It’s an unwritten rule in the playbook of parenting that there’s no form of toddler-induced humiliation that a mother cannot conquer. On her Facebook page, Serious Mom Shit, one mother wrote about the trials and tribulations of wrangling her four young children in a public bathroom stall—and then having to explain to them why “mommy is bleeding.”
The saga begins with this mother really, really needing to pee. After finally finding a stall large enough to fit herself and four little ones, she began the arduous process of getting the kids to go potty. First came the twins, who peed simultaneously while “arguing about who is peeing the fastest and farthest and longest.”
Next went the woman’s daughter, who decided to use her turn on the toilet as a moment to reflect on her surroundings, rather than actually go to the bathroom. ‘Look at the door mommy, it is grey. Look at the wall mommy, it is white,’ the mom wrote her daughter’s astute observations. After realizing her littlest still had a dry diaper, it was FINALLY mom’s turn to pee.
Alas, the mom looked down and realized: the red tide had arrived. In the middle of a crowded bathroom, her twins began to scream, “MY MOMMY IS DYING” and “HELP MY MOMMY BECAUSE HER PEEPEE IS BLEEDING TO DEATH.”
Her youngest then crawled out of her reach and underneath the bathroom stall. People started laughing, because who wouldn’t laugh at two screaming children’s innocent reactions to their mother’s menstrual cycle?
But a woman that the mom nicknamed “Angel of Tampons” was there to save the day. Just as the mom was giving up hope on ever finding a tampon buried in her diaper bag, her little boy came crawling back into the stall—with a wrapped tampon in his mouth.
‘Did you get it or did he eat it?’ the “Angel of Tampons” asked from the other side of the stall.
Phew—she got it.
“THIS IS HOW WE SURVIVE PARENTHOOD,” the mom wrote. “We send tampon carriers in the form of toddlers to save each other in the bathroom and that is why us bitches have to stick together.”

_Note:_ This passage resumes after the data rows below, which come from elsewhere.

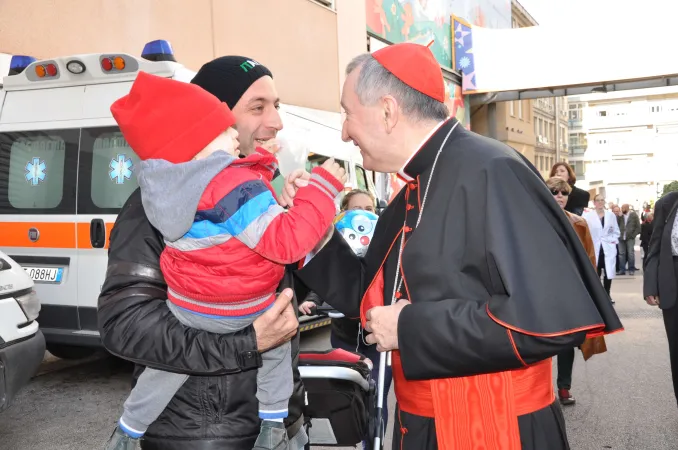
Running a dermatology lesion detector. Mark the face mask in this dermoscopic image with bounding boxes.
[334,209,379,256]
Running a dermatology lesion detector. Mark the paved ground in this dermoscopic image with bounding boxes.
[0,262,678,450]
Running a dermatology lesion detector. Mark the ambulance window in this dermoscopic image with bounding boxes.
[306,154,346,172]
[78,127,139,214]
[0,129,80,214]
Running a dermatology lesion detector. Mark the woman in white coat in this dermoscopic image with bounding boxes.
[583,194,620,303]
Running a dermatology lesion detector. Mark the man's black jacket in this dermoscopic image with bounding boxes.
[98,189,303,450]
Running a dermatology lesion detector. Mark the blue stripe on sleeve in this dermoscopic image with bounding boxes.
[193,180,270,223]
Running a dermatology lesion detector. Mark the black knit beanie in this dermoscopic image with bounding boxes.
[191,56,273,109]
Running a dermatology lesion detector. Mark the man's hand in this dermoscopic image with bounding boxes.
[279,169,311,206]
[253,288,299,353]
[365,300,410,352]
[299,302,316,316]
[645,295,659,306]
[320,158,348,183]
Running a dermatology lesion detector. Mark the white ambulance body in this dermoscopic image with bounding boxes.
[0,41,374,358]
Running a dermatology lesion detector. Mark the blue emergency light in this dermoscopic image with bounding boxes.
[9,55,37,75]
[141,39,177,62]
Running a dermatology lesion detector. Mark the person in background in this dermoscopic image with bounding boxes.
[546,177,596,405]
[299,189,393,444]
[549,162,591,216]
[643,192,678,408]
[617,203,640,275]
[610,203,621,274]
[640,212,654,269]
[584,194,619,303]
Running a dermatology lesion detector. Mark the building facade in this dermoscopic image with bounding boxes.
[471,0,568,178]
[567,97,588,183]
[570,87,678,209]
[532,97,568,178]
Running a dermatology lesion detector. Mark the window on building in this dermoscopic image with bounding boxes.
[0,129,80,214]
[314,0,334,9]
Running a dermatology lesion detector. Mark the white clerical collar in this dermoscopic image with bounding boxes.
[398,119,449,182]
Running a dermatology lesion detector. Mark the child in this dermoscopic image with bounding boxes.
[106,72,346,450]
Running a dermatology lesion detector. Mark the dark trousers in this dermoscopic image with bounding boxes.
[659,256,678,401]
[330,333,393,430]
[598,245,612,297]
[556,348,574,390]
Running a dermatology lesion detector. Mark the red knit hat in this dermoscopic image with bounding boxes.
[111,72,235,164]
[372,42,445,103]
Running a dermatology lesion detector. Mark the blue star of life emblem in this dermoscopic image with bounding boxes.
[108,155,133,184]
[26,158,47,186]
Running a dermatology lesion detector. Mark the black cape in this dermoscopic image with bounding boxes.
[565,186,591,216]
[297,119,622,450]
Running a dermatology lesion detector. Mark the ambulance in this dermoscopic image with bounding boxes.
[0,40,375,358]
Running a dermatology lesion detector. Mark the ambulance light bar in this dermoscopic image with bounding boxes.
[141,39,177,62]
[100,56,127,72]
[9,55,37,75]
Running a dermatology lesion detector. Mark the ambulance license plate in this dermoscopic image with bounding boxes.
[24,267,64,283]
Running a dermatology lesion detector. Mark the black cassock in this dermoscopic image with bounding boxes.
[297,119,622,450]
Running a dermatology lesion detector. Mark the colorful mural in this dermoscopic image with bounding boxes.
[452,16,476,94]
[365,0,511,67]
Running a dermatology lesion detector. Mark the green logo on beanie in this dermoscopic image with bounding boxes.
[240,59,261,72]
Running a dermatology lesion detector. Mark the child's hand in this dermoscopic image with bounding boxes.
[278,169,311,207]
[321,158,348,183]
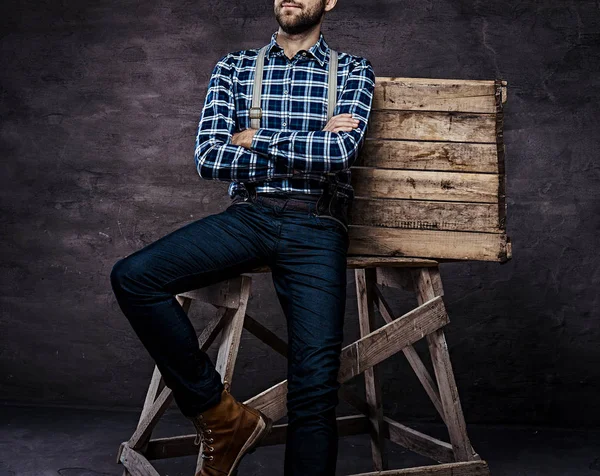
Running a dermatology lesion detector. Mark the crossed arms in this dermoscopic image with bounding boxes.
[194,56,375,182]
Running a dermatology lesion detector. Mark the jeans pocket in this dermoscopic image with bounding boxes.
[314,215,348,233]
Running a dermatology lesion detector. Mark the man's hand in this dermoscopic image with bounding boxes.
[323,113,359,132]
[231,129,258,149]
[231,113,359,174]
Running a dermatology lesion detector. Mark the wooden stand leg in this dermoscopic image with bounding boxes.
[196,276,252,474]
[412,267,481,461]
[354,268,388,471]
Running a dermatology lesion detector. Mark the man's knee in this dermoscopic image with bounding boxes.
[288,345,341,414]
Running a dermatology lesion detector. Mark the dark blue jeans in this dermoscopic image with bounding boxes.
[110,195,349,476]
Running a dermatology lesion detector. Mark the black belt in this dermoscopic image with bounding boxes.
[250,193,324,211]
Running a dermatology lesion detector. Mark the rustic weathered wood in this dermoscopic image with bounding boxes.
[350,461,490,476]
[244,298,448,421]
[120,445,160,476]
[348,226,510,261]
[354,268,391,471]
[118,77,502,476]
[145,415,369,460]
[250,256,440,273]
[372,76,507,113]
[350,197,502,233]
[352,141,501,174]
[352,167,499,203]
[374,286,446,423]
[369,110,496,143]
[412,268,479,461]
[215,276,252,383]
[383,417,456,463]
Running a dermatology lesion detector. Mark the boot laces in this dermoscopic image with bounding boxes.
[192,380,231,460]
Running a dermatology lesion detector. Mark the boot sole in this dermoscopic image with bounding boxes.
[227,410,273,476]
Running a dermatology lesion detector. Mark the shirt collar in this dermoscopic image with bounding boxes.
[266,32,329,66]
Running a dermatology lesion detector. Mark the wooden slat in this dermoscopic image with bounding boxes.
[372,76,507,112]
[213,276,252,384]
[348,225,508,262]
[349,197,503,233]
[412,268,480,461]
[351,137,498,173]
[367,111,496,143]
[354,268,391,471]
[250,256,438,273]
[121,446,160,476]
[146,415,369,460]
[383,417,456,463]
[373,286,454,424]
[244,298,448,421]
[340,388,456,463]
[350,461,490,476]
[351,167,499,203]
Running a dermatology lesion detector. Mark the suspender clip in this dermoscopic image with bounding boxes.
[250,106,262,119]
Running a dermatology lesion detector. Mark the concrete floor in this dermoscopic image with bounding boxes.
[0,405,600,476]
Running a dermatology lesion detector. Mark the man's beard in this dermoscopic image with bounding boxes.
[275,0,326,35]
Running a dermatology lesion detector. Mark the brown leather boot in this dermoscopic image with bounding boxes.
[188,381,272,476]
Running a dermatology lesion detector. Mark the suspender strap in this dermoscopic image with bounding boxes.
[327,50,337,122]
[250,46,267,129]
[250,45,338,129]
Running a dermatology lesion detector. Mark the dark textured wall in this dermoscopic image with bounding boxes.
[0,0,600,426]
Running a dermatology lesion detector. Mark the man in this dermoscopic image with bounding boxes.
[111,0,375,476]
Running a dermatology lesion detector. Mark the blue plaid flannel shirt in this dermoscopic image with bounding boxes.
[194,32,375,199]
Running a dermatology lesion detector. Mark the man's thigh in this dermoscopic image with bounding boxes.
[113,204,273,294]
[272,213,348,408]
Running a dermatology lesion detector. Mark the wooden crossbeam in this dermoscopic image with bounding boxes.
[354,268,391,471]
[374,278,446,423]
[411,268,480,461]
[120,445,160,476]
[350,461,490,476]
[244,298,448,421]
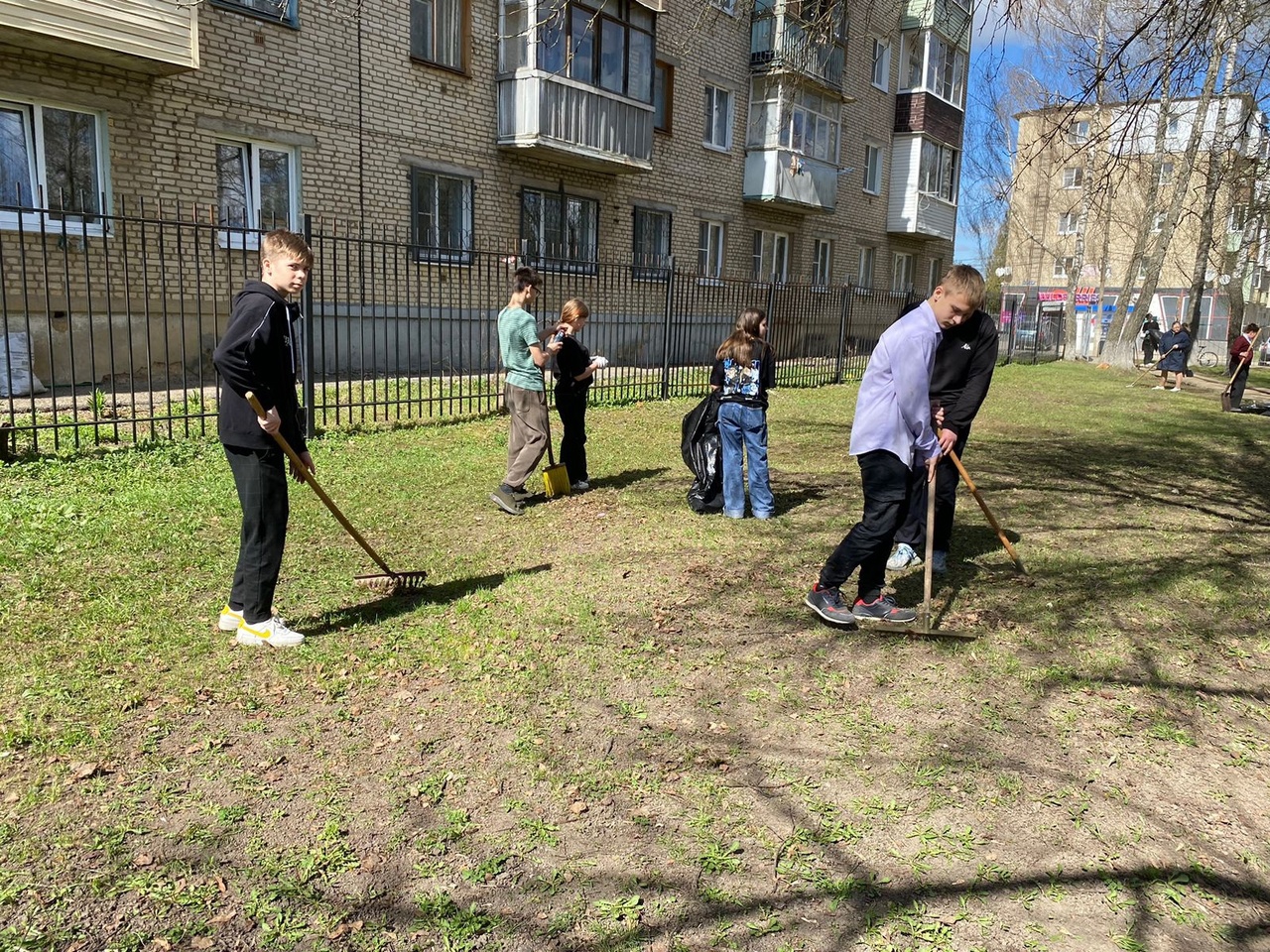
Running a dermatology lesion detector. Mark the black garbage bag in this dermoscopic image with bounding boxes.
[681,393,722,513]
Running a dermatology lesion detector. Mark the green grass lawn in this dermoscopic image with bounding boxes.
[0,363,1270,952]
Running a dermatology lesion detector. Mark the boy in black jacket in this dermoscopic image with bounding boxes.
[886,311,998,572]
[212,228,314,648]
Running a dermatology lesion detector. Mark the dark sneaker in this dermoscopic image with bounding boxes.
[851,595,917,625]
[489,486,525,516]
[803,585,856,625]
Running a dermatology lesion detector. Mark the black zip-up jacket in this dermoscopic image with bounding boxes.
[899,300,999,436]
[212,281,308,453]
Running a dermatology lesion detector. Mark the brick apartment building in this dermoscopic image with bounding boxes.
[0,0,969,292]
[1002,95,1270,362]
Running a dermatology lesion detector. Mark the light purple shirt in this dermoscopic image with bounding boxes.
[851,300,944,467]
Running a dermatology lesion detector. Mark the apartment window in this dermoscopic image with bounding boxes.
[537,0,654,103]
[410,169,472,264]
[865,146,881,195]
[812,239,833,289]
[631,208,671,281]
[926,33,965,105]
[856,245,877,289]
[521,187,599,274]
[870,37,890,92]
[653,62,675,133]
[917,139,960,202]
[1067,119,1089,146]
[213,0,299,27]
[410,0,467,71]
[0,101,107,225]
[754,231,790,285]
[698,221,724,278]
[1058,212,1083,235]
[216,142,300,239]
[890,254,913,292]
[704,86,731,150]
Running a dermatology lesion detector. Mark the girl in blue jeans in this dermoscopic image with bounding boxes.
[710,307,776,520]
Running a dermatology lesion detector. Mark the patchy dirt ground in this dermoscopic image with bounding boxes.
[0,368,1270,952]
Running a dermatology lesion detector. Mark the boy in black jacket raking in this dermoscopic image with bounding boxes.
[212,228,314,648]
[886,311,998,572]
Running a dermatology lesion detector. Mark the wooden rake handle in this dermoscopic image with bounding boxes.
[949,449,1028,575]
[239,390,396,575]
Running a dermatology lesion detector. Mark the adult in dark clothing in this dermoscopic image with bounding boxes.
[1225,323,1261,410]
[212,230,314,648]
[1142,313,1160,364]
[886,311,998,572]
[555,298,608,493]
[1155,321,1192,394]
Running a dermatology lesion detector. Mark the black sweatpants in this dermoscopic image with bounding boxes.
[821,449,926,602]
[557,385,590,482]
[895,426,970,558]
[225,447,291,625]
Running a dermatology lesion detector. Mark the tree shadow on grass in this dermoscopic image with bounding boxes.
[298,571,552,636]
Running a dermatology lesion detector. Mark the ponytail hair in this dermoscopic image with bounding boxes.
[715,307,772,364]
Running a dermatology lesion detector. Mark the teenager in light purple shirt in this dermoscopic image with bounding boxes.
[803,264,983,625]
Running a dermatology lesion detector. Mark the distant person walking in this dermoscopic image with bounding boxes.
[1153,321,1192,394]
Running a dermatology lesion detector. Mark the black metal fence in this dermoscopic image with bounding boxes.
[0,204,912,452]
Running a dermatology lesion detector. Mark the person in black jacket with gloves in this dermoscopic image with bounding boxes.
[212,228,314,648]
[886,311,998,572]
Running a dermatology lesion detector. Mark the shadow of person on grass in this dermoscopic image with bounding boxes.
[296,562,552,638]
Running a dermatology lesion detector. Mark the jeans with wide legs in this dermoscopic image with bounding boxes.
[503,384,548,489]
[821,449,925,602]
[895,426,970,558]
[718,401,776,520]
[557,386,590,482]
[225,447,291,625]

After reassuring her children that she was fine, and this was, in fact, a very normal occurrence, the mom left the bathroom to thank her menstrual patron saint. But, like a mirage in a sun-washed desert, the woman had already vanished. On behalf of mothers everywhere who are sharing stalls with their children we all thank the “Angel of Tampons.” We’ve all benefited from one—or stepped into the role of one!